Robyn Nevin as Mother Courage

Robyn Nevin as Mother Courage

I feel like scrawling “Robyn Nevin” all over the page like graffiti on a war-damaged wall, in recognition of her tour de force in this production.  It would be completely unfair, of course, since it was Brecht who made her be on stage for just about every scene, except when she has to dash off briefly for more supplies – only to return that time to find her mute daughter Kattrin shot.  Which reminds me, Emele Ugavule is on stage as much as her mother, with a presence as telling, though she cannot speak.  Hers is another tour de force which reminds me that this play is about the strength of character of women in wartime, in the face of the weakness of character in men – even including Kattrin’s half-brothers, Eilif – Richard Pyros and Swiss Cheese – Tom Conroy.

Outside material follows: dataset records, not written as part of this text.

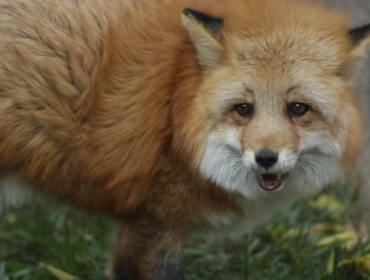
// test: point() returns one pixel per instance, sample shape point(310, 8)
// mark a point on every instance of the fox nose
point(266, 158)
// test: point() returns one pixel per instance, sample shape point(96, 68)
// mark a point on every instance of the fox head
point(275, 107)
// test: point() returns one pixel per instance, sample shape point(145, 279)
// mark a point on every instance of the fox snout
point(270, 160)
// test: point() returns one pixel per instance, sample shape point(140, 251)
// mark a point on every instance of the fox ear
point(205, 33)
point(360, 38)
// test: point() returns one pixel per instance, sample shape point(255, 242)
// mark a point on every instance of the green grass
point(284, 248)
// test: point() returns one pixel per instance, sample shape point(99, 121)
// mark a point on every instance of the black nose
point(266, 158)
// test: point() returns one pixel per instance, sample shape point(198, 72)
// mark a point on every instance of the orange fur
point(106, 107)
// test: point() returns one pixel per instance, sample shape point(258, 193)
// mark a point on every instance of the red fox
point(168, 115)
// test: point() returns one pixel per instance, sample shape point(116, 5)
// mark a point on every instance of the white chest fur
point(256, 211)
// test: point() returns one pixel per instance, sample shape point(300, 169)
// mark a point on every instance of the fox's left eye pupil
point(298, 109)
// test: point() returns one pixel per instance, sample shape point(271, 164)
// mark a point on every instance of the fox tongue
point(270, 182)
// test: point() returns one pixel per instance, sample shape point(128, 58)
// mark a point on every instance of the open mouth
point(271, 182)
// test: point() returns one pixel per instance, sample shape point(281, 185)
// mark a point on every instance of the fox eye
point(297, 109)
point(244, 109)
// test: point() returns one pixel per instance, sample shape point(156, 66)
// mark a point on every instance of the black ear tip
point(359, 33)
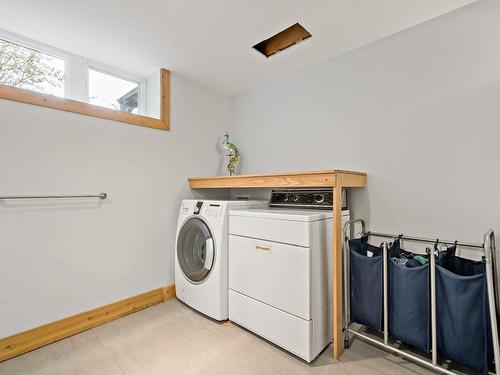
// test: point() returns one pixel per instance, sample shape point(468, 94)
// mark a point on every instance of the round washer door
point(195, 250)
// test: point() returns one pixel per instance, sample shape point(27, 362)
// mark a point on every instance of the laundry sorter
point(441, 303)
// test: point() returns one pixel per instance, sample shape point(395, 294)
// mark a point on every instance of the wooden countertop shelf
point(336, 179)
point(326, 178)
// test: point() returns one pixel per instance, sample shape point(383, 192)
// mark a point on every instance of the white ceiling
point(209, 41)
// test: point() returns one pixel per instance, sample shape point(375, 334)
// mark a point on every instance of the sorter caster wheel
point(346, 343)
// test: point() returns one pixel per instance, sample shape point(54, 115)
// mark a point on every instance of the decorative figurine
point(232, 153)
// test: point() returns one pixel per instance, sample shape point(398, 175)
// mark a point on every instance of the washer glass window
point(195, 249)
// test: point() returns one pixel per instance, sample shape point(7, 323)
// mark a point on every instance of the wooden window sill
point(35, 98)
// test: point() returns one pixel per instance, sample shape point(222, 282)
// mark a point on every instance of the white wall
point(61, 258)
point(419, 111)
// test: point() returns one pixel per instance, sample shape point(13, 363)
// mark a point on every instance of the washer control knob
point(319, 198)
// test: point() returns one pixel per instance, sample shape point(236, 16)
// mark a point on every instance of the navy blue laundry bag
point(409, 300)
point(463, 326)
point(365, 263)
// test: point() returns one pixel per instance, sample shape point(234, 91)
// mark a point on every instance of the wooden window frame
point(32, 97)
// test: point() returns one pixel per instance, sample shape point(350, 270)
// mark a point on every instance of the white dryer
point(280, 279)
point(201, 255)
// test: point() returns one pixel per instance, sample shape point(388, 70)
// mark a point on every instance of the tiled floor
point(170, 338)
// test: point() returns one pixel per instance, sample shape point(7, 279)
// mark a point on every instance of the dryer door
point(195, 250)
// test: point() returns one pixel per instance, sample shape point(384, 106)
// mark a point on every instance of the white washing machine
point(201, 255)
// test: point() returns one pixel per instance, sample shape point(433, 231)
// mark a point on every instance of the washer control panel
point(305, 198)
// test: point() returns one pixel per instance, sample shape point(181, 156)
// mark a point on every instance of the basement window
point(34, 73)
point(31, 69)
point(283, 40)
point(115, 92)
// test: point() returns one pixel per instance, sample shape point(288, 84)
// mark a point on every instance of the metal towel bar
point(15, 197)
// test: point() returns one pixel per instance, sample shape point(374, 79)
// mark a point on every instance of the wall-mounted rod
point(426, 240)
point(16, 197)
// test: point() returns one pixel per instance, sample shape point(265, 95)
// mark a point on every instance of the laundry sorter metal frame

Richard Pyros (Eilif), Emele Ugavule (Kattrin), Tom Conroy (Swiss Cheese)
Robyn Nevin (Mother Courage)
Mother Courage and her Children

In fact, I should not forget that all the actors are on stage for much more than you might realise, since they all play ‘others’ as well as their named parts: Yvette – Paula Arundell, Sergeant – Lena Cruz, Young Soldier – Michael McStay, General – Alex Menglet, Cook – Arky Michael, Chaplain – Anthony Phelan, Clerk – Hazem Shammas, as well as Pyros and Conroy.

And they are all terrific musicians and singers.  In other words, there’s not much ‘alienation effect’ in this production; just a tremendous sense of community teamwork.

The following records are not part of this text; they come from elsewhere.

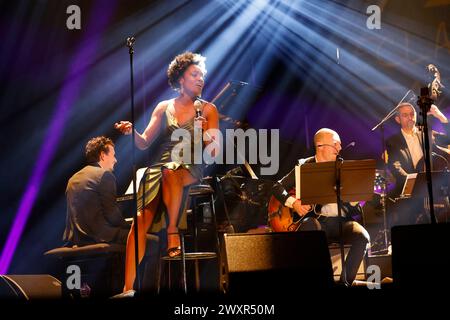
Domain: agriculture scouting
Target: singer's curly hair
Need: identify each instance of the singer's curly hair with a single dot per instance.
(179, 65)
(95, 146)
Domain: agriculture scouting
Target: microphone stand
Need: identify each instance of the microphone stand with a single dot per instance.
(425, 102)
(130, 43)
(338, 164)
(383, 148)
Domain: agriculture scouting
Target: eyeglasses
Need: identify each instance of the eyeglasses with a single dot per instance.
(327, 145)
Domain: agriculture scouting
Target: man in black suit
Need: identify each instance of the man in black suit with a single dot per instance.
(328, 145)
(405, 155)
(93, 215)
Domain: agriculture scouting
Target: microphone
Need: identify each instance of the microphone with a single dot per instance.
(233, 172)
(434, 154)
(339, 156)
(351, 144)
(197, 106)
(130, 41)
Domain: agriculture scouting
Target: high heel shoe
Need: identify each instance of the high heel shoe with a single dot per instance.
(173, 244)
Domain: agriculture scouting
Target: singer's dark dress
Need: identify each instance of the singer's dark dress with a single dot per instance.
(150, 185)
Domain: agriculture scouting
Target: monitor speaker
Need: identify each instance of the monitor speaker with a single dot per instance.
(421, 255)
(270, 261)
(28, 287)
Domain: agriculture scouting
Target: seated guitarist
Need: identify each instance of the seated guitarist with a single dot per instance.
(328, 145)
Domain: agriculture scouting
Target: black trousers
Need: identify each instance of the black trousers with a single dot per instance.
(353, 234)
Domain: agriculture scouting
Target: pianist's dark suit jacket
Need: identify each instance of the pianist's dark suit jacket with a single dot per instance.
(93, 215)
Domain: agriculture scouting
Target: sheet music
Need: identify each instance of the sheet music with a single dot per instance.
(139, 174)
(409, 185)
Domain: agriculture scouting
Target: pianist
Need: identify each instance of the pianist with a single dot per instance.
(93, 215)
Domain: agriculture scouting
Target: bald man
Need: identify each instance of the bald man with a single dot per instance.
(328, 145)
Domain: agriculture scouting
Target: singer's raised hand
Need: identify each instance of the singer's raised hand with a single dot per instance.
(204, 122)
(124, 127)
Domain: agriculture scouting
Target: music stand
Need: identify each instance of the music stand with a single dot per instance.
(420, 186)
(317, 181)
(334, 182)
(408, 186)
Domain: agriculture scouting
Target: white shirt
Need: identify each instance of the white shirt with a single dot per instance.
(414, 146)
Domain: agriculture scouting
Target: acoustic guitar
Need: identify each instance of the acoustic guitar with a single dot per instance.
(284, 219)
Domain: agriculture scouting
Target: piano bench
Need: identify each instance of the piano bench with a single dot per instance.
(101, 269)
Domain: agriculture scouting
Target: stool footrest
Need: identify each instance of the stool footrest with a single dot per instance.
(193, 256)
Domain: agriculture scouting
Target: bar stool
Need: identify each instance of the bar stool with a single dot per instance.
(192, 196)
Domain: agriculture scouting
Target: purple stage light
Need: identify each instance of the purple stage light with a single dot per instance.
(100, 15)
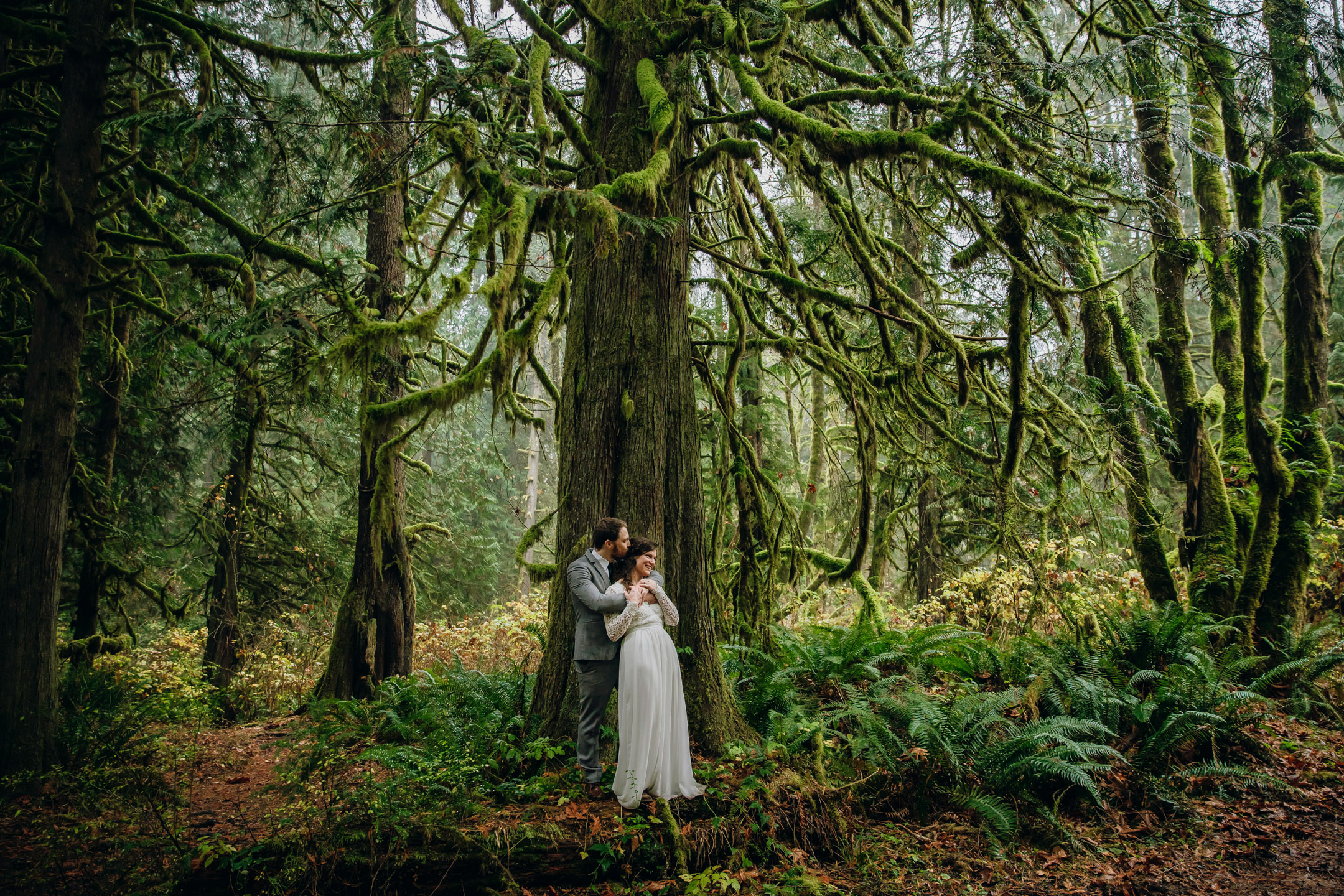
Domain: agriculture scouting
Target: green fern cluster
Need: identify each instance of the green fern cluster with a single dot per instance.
(1026, 726)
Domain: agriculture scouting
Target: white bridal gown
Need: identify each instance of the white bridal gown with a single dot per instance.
(655, 742)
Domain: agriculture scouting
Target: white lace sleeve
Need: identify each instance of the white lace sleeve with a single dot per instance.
(617, 623)
(670, 614)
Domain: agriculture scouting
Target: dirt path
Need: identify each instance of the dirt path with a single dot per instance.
(1266, 846)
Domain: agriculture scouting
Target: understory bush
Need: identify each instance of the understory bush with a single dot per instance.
(1027, 726)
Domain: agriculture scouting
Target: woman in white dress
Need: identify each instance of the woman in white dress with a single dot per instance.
(655, 754)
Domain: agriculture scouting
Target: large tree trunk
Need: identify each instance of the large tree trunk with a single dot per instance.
(754, 612)
(222, 609)
(375, 625)
(1098, 317)
(629, 436)
(1305, 314)
(35, 528)
(1215, 221)
(1208, 546)
(1272, 475)
(93, 569)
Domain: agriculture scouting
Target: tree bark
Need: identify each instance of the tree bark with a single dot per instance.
(35, 528)
(375, 623)
(1208, 544)
(93, 569)
(1305, 314)
(818, 459)
(1215, 221)
(222, 607)
(1098, 316)
(1272, 474)
(754, 614)
(629, 434)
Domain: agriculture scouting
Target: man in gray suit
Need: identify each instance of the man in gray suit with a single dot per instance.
(597, 657)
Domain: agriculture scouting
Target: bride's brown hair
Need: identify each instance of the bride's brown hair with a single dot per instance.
(625, 566)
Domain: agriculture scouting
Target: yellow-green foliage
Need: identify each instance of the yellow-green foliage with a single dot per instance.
(1003, 597)
(166, 671)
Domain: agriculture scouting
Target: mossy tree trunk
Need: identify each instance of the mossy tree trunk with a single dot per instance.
(1096, 320)
(628, 427)
(375, 623)
(1305, 314)
(1215, 223)
(754, 615)
(1272, 475)
(1208, 543)
(44, 459)
(818, 459)
(110, 391)
(222, 607)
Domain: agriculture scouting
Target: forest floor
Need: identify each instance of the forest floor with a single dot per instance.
(1246, 844)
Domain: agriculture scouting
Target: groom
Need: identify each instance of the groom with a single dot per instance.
(597, 657)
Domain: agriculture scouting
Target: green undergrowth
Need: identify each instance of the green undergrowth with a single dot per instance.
(1019, 740)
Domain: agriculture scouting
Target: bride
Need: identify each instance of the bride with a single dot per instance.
(655, 743)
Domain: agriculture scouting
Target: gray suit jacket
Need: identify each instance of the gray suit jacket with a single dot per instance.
(589, 582)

Robyn Nevin and Cast in song

The result is the best Mother Courage  I’ve seen.  There was an energy and life from go to whoa.  We didn’t need be slowed down by the ‘literalisation’ of the theatre, with lengthy post-it notes above the stage at the beginning of each scene, like SPRING, 1624.  IN DALARNA, THE SWEDISH COMMANDER OXENSTIERNA IS RECRUITING FOR THE CAMPAIGN IN POLAND.  THE CANTEEN WOMAN ANNA FIERLING, COMMONLY KNOWN AS MOTHER COURAGE, LOSES A SON. [Eric Bentley translation, Methuen, 1962]. 

All we need is a flash like a small lightning bolt to shift us into the next scene.  The story tells itself, in an effective translation – which incidentally does not seem very different from Eric Bentley’s even though I’m aware that his work was superseded for approval by the Brecht Estate in later times by Hugh MacDiarmid, John Willett, Howard Brenton and David Hare.  Perhaps Michael Gow has managed to smooth a path around the experience of David Hare in 2004 when his translation of Galileo was refused publication by the Brecht Estate.  Since then Stefan Brecht has died, in 2009.  I hope Gow’s Mother Courage will make it to the bookshelves (though probably not those of Bookshelves Brandis, I guess). 

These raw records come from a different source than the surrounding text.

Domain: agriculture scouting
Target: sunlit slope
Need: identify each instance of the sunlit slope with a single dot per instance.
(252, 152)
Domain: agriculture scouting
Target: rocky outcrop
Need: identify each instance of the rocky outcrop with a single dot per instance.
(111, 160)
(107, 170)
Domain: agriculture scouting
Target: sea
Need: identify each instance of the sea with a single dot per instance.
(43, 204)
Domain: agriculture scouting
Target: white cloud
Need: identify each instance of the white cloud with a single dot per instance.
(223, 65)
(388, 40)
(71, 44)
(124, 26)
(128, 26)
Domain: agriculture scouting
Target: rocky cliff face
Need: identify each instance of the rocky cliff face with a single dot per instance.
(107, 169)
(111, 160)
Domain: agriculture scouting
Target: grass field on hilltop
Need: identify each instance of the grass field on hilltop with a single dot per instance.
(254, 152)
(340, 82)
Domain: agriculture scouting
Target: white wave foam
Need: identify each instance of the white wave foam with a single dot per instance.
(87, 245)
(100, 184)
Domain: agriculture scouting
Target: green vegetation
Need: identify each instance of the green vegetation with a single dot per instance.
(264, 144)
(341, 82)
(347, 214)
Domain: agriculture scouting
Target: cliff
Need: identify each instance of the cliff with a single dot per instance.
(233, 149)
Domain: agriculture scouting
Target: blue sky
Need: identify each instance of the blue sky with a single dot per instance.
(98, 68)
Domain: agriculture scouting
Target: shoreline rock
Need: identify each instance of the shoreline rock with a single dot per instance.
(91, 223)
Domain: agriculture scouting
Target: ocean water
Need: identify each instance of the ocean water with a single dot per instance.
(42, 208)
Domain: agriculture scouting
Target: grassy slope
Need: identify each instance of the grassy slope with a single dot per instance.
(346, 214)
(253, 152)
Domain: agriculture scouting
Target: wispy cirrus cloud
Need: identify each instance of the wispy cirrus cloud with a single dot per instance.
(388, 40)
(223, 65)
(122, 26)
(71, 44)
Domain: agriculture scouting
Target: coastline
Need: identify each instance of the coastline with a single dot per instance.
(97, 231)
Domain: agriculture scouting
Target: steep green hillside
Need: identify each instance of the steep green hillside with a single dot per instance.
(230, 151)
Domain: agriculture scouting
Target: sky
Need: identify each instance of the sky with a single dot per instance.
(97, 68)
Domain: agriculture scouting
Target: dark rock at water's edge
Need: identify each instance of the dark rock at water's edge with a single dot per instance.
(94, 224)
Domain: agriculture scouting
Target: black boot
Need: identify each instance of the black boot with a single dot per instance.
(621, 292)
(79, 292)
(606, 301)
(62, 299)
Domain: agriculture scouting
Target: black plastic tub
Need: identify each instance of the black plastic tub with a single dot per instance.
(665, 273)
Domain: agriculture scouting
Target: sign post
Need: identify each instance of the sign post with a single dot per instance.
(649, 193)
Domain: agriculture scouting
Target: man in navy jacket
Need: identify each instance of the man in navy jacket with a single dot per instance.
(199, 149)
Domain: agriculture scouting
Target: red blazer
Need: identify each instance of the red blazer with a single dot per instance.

See [] for some background reading.

Arky Michael as Cook and Robyn Nevin as Mother Courage

Emele Ugavule as Kattrin and Tom Conroy as Swiss Cheese

Paula Arundell as Yvette before taking up with the General

Robyn Nevin as Mother Courage with the Cook's pipe, and
Paula Arundell as Yvette after taking up with the General

Emele Ugavule as Kattrin trying to dress like Yvette

Emele Ugavule as Kattrin, drumming to alert the town of impending attack

What Eamon Flack and his team have achieved is a real sense of war and the horror (for Anna Fierling) of peace when she has just accepted the Chaplain’s advice that the war will go on, more or less forever, and she buys up on stock to sell at the army camps on both sides.  We don’t need to know that this is the Thirty Years’ War of 17th Century Germany.  We can be certain it’s the same story in Iraq, Syria and Afghanistan today, as it was in Vietnam etc. etc. etc.

I’m a little late in the run, but you have another week to get yourself to Sydney.  Just go to first to make sure there’s room.

[Conflict of Interest Note:  The Brecht Estate would not let me use Eric Bentley’s translation of The Threepenny Opera in 1976.  Only Hugh MacDiarmid was acceptable at the time.]